Here's my question about the events of last week. Why aren't we talking to Syria?
The answer to that, we are told, is for the same reason we don't talk to Iran and North Korea lately: to talk now would be a reward for bad behavior.
And there is no question Syria has been guilty of some bad behavior. As have Iran and North Korea. I can't think of much to admire about the leaders of any of those countries.
But we stayed in touch with the leaders of the Soviet Union through the long and dangerous decades of the Cold War. It would have been dangerous not to. But these days we seem to find more and more people not to talk to. Then when we need to talk, we can't for fear of rewarding bad behavior.
The truth is it would be difficult if not impossible for Iran to funnel weapons to the Lebanese terrorists without Syria's help. If we could drive a wedge between Syria and Iran, Israel and Lebanon would be safer places.

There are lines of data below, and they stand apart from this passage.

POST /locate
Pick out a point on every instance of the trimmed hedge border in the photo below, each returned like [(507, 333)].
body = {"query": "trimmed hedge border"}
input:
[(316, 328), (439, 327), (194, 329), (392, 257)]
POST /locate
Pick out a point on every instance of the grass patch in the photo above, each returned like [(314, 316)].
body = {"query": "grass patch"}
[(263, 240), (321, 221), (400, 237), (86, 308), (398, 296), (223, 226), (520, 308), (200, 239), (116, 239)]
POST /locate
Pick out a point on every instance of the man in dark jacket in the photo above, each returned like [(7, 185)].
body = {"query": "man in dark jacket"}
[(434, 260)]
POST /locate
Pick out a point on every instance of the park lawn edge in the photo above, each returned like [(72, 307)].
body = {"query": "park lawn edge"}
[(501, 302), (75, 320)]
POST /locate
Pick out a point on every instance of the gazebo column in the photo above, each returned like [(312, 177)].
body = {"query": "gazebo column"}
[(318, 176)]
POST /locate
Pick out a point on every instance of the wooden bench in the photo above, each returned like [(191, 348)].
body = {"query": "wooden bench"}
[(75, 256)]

But how do you do that without talking?
No power on earth, Israel or us -- even if we wanted to -- could kill every Arab who wants to destroy Israel. There are just too many of them. That leaves but one option: convince countries like Syria that it is in its own self-interest to take another approach.
Simplistic? Hardly. It worked with Egypt, once a far greater threat to Israel than a small poor country like Syria could ever be.
America's Middle East policy needs to be broader and more complex than just after-the-fact crisis intervention. We should be talking on a daily basis to any and all who want to talk.